From the moment COVID-19 started to spread to almost all parts of the world, social distancing became one of the most popular recommendations, apart from hand washing and wearing face covers. The very idea of social distancing — renamed physical distancing by the World Health Organization (WHO) in April 2020 — gained immense traction, especially with governments across the world implementing lockdowns to enforce it.
So, it would be wrong to assume that the importance of social distancing was ever doubtful. However, with lockdowns being lifted gradually all over the world, it’s likely that people might mistakenly assume that social or physical distancing is no longer needed. Three new studies conducted by different research groups across the world indicate that physical distancing is still the most effective type of non-pharmaceutical intervention (NPI), especially in the absence of pharmaceutical ones in the form of drugs or a vaccine. Here’s what these new studies reveal:
Social distancing cut COVID-19 transmission by half in the US
Researchers from Johns Hopkins University studied the rate of transmission of COVID-19 across 1,417 counties of the USA from 15 March to 28 May, and concluded that 82% of these counties have been able to “reduce the reproductive rate of novel coronavirus to below 1.0 via the implementation of NPIs.”
This means, thanks to NPIs like stay-at-home orders, lockdowns, etc, an infected person is now able to spread the SARS-CoV-2 virus to just one or less person in 82% of these counties. The study also found that people in urban areas responded better to stay-at-home orders issued by local governments, while those in rural areas adhered to less restrictive orders issued by the US federal government.

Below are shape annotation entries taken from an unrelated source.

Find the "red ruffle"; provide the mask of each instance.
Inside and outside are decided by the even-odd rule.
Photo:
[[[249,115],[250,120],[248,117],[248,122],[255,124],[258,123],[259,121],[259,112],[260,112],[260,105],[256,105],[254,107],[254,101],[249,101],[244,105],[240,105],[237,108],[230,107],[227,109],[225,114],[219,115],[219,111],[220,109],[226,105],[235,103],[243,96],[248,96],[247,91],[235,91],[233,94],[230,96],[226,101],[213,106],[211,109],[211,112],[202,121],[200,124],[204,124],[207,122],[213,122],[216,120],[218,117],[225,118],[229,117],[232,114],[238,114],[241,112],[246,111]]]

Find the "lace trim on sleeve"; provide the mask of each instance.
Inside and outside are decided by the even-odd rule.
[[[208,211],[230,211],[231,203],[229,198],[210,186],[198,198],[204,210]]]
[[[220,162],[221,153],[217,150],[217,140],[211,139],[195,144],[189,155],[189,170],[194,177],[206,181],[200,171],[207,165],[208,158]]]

This study still insists that herd immunity is a far cry for the US, but the implementation of measures like social distancing should be continued even as the nation rolls back on lockdowns. A pre-print version of the study is available on medRxiv.

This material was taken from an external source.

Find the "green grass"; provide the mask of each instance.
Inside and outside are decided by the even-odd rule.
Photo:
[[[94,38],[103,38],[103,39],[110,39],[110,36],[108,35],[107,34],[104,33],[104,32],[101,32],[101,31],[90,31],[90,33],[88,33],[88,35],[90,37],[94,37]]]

Delay in social distancing leads to longer outbreaks
Epidemiological researchers at the University of Texas, Austin, analysed COVID-19 outbreaks in 58 cities of China and found that a delay of even one day in the implementation of social distancing norms added 2.4 days to the length of the outbreak.

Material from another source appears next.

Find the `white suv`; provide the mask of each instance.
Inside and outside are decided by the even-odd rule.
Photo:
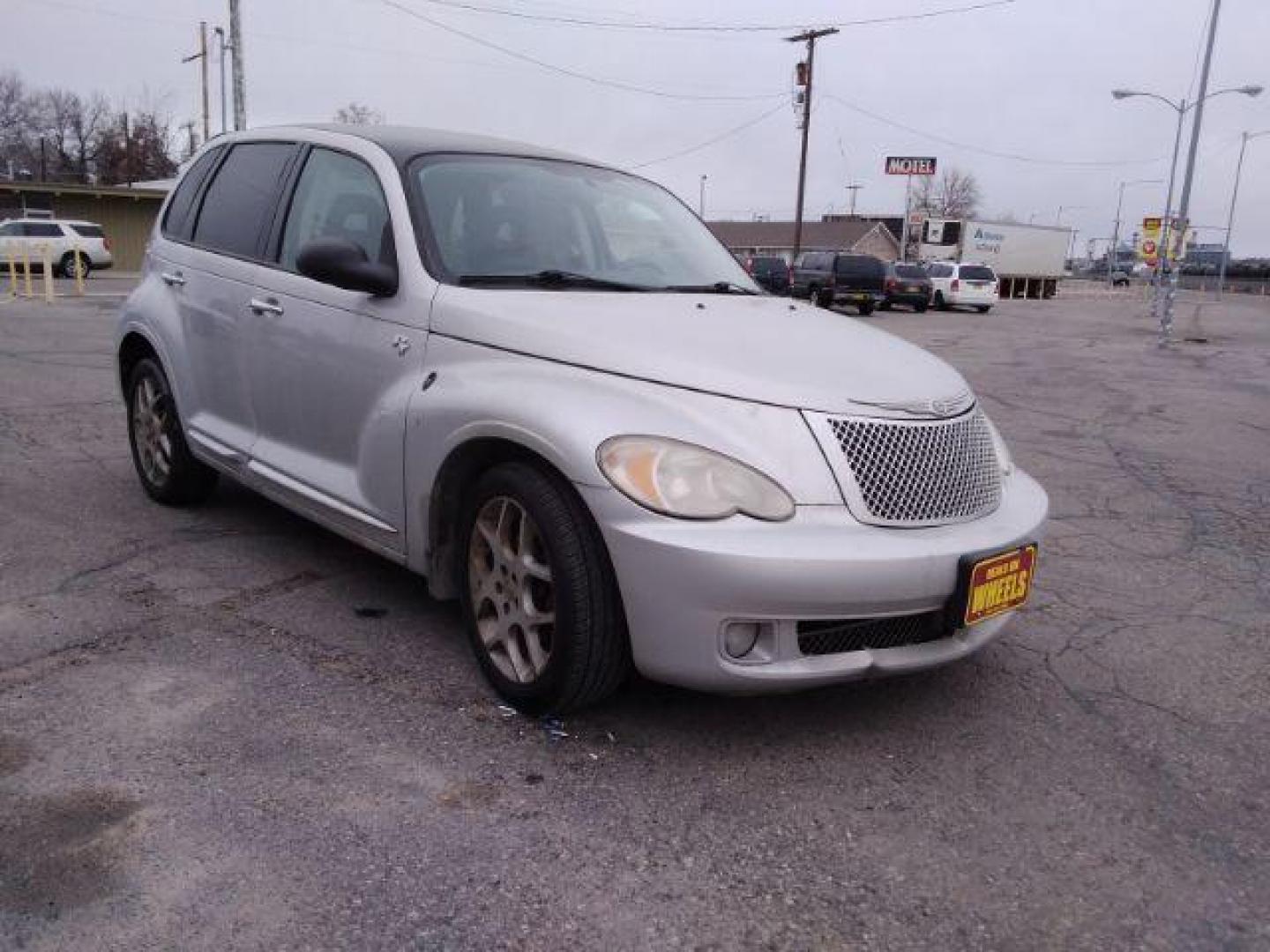
[[[940,311],[965,305],[987,314],[999,300],[997,275],[986,264],[935,261],[926,265],[926,273],[931,275],[931,303]]]
[[[75,277],[76,264],[85,278],[114,264],[110,239],[100,225],[53,218],[9,218],[0,222],[0,265],[5,269],[10,260],[20,264],[23,251],[32,265],[42,267],[46,246],[50,260],[64,278]]]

The study, which is set to be published in the journal Emerging Infectious Diseases, reveals that the importance of strict and immediate implementation of social distancing does not diminish after the duration of the first outbreak is over. These measures can also benefit countries that witness a resurgence of COVID-19 in the coming months. So, while this study was unable to pinpoint which exact social distancing measures were most effective, it underlined the fact that the timing of the first social distancing orders had a huge impact on compliance throughout the outbreak.
Physical distancing, masks are most effective in reducing risks
The study published in The Lancet yesterday reveals that maintaining a physical distance of at least one metre in both healthcare and community settings can reduce the risks of contracting COVID-19 by 82%. The study also found that every additional one-metre distance to the original more than doubled the protection. The researchers studied transmission up to a distance of three metres and confirmed these findings.
The same study also revealed that masks (multilayer ones) and respirators can additionally reduce the risk of infection by 85%, especially in healthcare settings. This study was based on the systematic review and meta-analysis of 172 observational studies and 44 comparative studies on SARS, MERS, COVID-19 and other betacoronaviruses.